Carrot and Caraway Crackers
2 cups
carrot, by product from the juicer
2 cups
white flour
¾ t salt
2 t
caraway seeds
1/3 C oil
¼ c water
Mix all
ingredients together in a bowl to form a dough, knead for a few minutes until
it becomes shiny, cover and refrigerate. Wait until tomorrow for the fail/success
percentage.
Bottled Quince
7 quinces
300 g
sugar
700 ml
water
4 star
anise
Peel and
core the quines and cut each on into 8. Mix other ingredients together in a pan
and bring to the boil, cook the quince in the liquid in 2 batches for 5 minutes
each. Pack in warm jars, top up with liquid and loosely put the lids on. Pun in
an oven tray in the oven for 70 minutes, remove and screw lids tight. Wipe the
jars clean if the mixture has overflowed.
Passion Fruit Syrup
Pulp from
10 passion fruit
4 T sugar
Juice of ½
a lemon
Cook it all
up a bit and put in a jar
Tomato & Peanut Soup
2 onions
peeled and sliced
6 cloves
garlic
2 T peanut
Oil
1.5kg tomatoes
chopped up
1 T cumin
1 T
coriander
Flesh of a
lemon
1 T salt
2 T sugar
½ C peanut
butter
1 L chicken
stock
2 hot
chillies
Fry onion,
spices and garlic in the oil, add the rest
of the ingredients.
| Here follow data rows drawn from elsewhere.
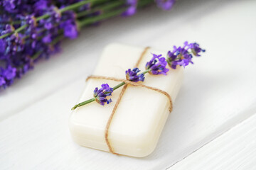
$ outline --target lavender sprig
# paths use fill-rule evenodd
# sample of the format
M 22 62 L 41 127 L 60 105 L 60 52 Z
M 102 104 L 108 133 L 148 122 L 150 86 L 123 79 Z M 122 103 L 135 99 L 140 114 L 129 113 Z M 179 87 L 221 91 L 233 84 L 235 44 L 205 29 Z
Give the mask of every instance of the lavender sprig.
M 81 27 L 115 16 L 134 15 L 153 1 L 0 1 L 0 89 L 9 86 L 40 60 L 58 52 L 61 40 L 76 38 Z M 155 1 L 166 10 L 174 1 Z
M 139 81 L 144 81 L 144 74 L 146 73 L 149 73 L 151 74 L 154 74 L 154 75 L 158 75 L 158 74 L 163 74 L 163 75 L 166 75 L 167 72 L 169 71 L 169 69 L 166 68 L 166 65 L 167 63 L 169 64 L 169 65 L 174 69 L 176 69 L 176 66 L 178 64 L 181 65 L 181 66 L 183 66 L 184 67 L 186 66 L 187 66 L 188 64 L 186 64 L 187 62 L 187 58 L 188 57 L 182 57 L 182 55 L 191 55 L 188 50 L 191 50 L 191 52 L 192 52 L 195 56 L 200 56 L 200 52 L 205 52 L 205 50 L 201 49 L 199 47 L 199 45 L 197 44 L 196 42 L 194 43 L 191 43 L 188 44 L 188 42 L 184 42 L 184 46 L 183 47 L 178 47 L 176 48 L 174 46 L 174 50 L 173 52 L 171 52 L 171 51 L 169 51 L 167 53 L 167 57 L 166 58 L 164 57 L 161 57 L 162 55 L 156 55 L 156 54 L 152 54 L 153 57 L 151 58 L 151 60 L 150 60 L 149 62 L 146 62 L 146 70 L 141 72 L 140 74 L 138 74 L 138 73 L 140 72 L 139 69 L 138 68 L 134 68 L 132 70 L 131 69 L 129 69 L 128 70 L 125 71 L 125 74 L 126 74 L 126 79 L 128 81 L 131 81 L 133 82 L 138 82 Z M 176 65 L 175 65 L 175 67 L 174 67 L 174 62 L 176 62 L 175 61 L 176 60 L 178 60 L 178 62 Z M 189 61 L 192 62 L 191 59 L 189 58 Z M 170 63 L 170 64 L 169 64 Z M 186 64 L 184 64 L 186 63 Z M 78 107 L 80 107 L 82 106 L 88 104 L 91 102 L 93 102 L 95 101 L 96 101 L 98 103 L 101 104 L 101 105 L 104 105 L 104 103 L 107 103 L 107 104 L 109 104 L 110 102 L 112 102 L 111 98 L 110 99 L 107 99 L 106 97 L 110 96 L 107 95 L 110 93 L 110 95 L 112 94 L 112 93 L 119 89 L 119 87 L 124 86 L 124 84 L 126 84 L 127 83 L 123 81 L 119 83 L 119 84 L 117 84 L 117 86 L 114 86 L 112 89 L 110 88 L 109 86 L 109 85 L 107 84 L 102 84 L 102 86 L 103 88 L 103 86 L 107 86 L 106 89 L 110 89 L 110 91 L 105 91 L 104 92 L 103 90 L 105 89 L 104 88 L 102 89 L 102 91 L 100 91 L 100 92 L 102 92 L 103 94 L 102 94 L 102 96 L 100 96 L 100 98 L 97 98 L 97 91 L 98 91 L 98 89 L 95 88 L 95 91 L 94 91 L 94 98 L 90 98 L 87 101 L 83 101 L 82 103 L 80 103 L 77 105 L 75 105 L 74 107 L 72 108 L 71 110 L 74 110 Z M 107 85 L 106 85 L 107 84 Z M 96 92 L 95 92 L 96 91 Z M 96 95 L 95 95 L 96 93 Z M 110 102 L 108 102 L 110 101 Z M 103 103 L 102 103 L 103 102 Z

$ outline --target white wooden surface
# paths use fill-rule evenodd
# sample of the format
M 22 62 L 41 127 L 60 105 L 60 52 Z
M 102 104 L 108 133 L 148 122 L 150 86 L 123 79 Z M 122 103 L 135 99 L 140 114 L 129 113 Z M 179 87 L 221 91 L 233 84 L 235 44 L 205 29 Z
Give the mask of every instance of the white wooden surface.
M 84 29 L 61 54 L 1 92 L 0 169 L 255 169 L 255 30 L 252 0 L 180 0 L 167 13 L 150 7 Z M 153 154 L 120 157 L 72 141 L 70 109 L 105 45 L 168 50 L 185 40 L 207 52 L 186 69 Z

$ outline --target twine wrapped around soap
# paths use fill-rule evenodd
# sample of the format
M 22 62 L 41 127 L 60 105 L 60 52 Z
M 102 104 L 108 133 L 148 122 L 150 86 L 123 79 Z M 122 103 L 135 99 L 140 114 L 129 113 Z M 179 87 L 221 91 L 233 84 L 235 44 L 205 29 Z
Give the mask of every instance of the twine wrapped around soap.
M 145 55 L 146 52 L 147 52 L 147 50 L 149 49 L 149 47 L 147 47 L 144 50 L 144 51 L 142 52 L 142 53 L 140 55 L 140 57 L 139 58 L 138 61 L 137 62 L 134 67 L 137 67 L 139 66 L 139 63 L 142 60 L 144 56 Z M 117 109 L 118 105 L 120 103 L 122 97 L 123 96 L 123 95 L 124 94 L 124 91 L 127 89 L 128 85 L 132 85 L 132 86 L 134 86 L 144 87 L 144 88 L 146 88 L 148 89 L 151 89 L 151 90 L 159 92 L 159 93 L 165 95 L 168 98 L 168 99 L 169 99 L 169 101 L 170 102 L 169 111 L 171 112 L 171 110 L 172 110 L 173 104 L 172 104 L 172 100 L 171 100 L 171 98 L 170 95 L 167 92 L 166 92 L 164 91 L 162 91 L 162 90 L 161 90 L 159 89 L 148 86 L 142 84 L 140 83 L 133 82 L 133 81 L 129 81 L 129 80 L 127 80 L 127 79 L 118 79 L 118 78 L 114 78 L 114 77 L 108 77 L 108 76 L 94 76 L 94 75 L 92 75 L 92 76 L 88 76 L 86 79 L 86 81 L 87 81 L 87 80 L 89 80 L 90 79 L 107 79 L 107 80 L 112 80 L 112 81 L 122 81 L 122 82 L 125 83 L 125 85 L 122 88 L 122 89 L 121 91 L 121 93 L 120 93 L 120 94 L 119 94 L 119 97 L 117 98 L 117 102 L 116 102 L 116 103 L 115 103 L 115 105 L 114 106 L 114 108 L 113 108 L 112 112 L 112 113 L 110 115 L 110 117 L 109 118 L 109 119 L 107 120 L 107 123 L 105 130 L 105 141 L 106 141 L 107 147 L 108 147 L 108 148 L 110 149 L 110 152 L 111 153 L 112 153 L 112 154 L 118 154 L 117 153 L 115 153 L 114 152 L 114 149 L 113 149 L 113 148 L 112 147 L 112 146 L 110 144 L 110 140 L 108 140 L 108 132 L 109 132 L 111 121 L 112 121 L 112 120 L 113 118 L 113 116 L 114 116 L 114 113 L 115 113 L 115 112 L 116 112 L 116 110 Z

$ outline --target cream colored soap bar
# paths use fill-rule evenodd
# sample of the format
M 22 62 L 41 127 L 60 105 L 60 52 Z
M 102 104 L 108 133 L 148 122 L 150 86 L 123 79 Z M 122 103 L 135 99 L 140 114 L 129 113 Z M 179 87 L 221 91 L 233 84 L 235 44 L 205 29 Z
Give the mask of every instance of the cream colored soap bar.
M 125 79 L 125 70 L 134 68 L 143 47 L 110 44 L 103 52 L 93 75 Z M 149 49 L 141 61 L 139 69 L 144 70 L 146 63 L 155 54 L 165 55 L 166 51 Z M 172 69 L 164 75 L 146 74 L 146 86 L 166 91 L 174 100 L 183 79 L 183 68 Z M 107 83 L 113 87 L 119 82 L 111 80 L 89 79 L 79 102 L 91 98 L 95 87 Z M 122 87 L 112 93 L 113 101 L 101 106 L 96 102 L 78 108 L 71 113 L 69 126 L 73 140 L 79 144 L 109 152 L 105 130 Z M 117 154 L 143 157 L 156 147 L 167 117 L 170 106 L 168 98 L 159 92 L 144 87 L 128 85 L 112 120 L 108 140 Z M 175 105 L 174 106 L 175 107 Z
Cook it all up for an hour or so and blast with the stick
blender.
The Bacon
Again I poured a considerable amount of liquid off it today, I also gave the container a bit of a rinse, I dried rthe bottom piece with paper towel and
ensured the other piece went on the bottom. Less salt mix required to be rubbed in and it is beginning to firm up and change colour. Back in the fridge.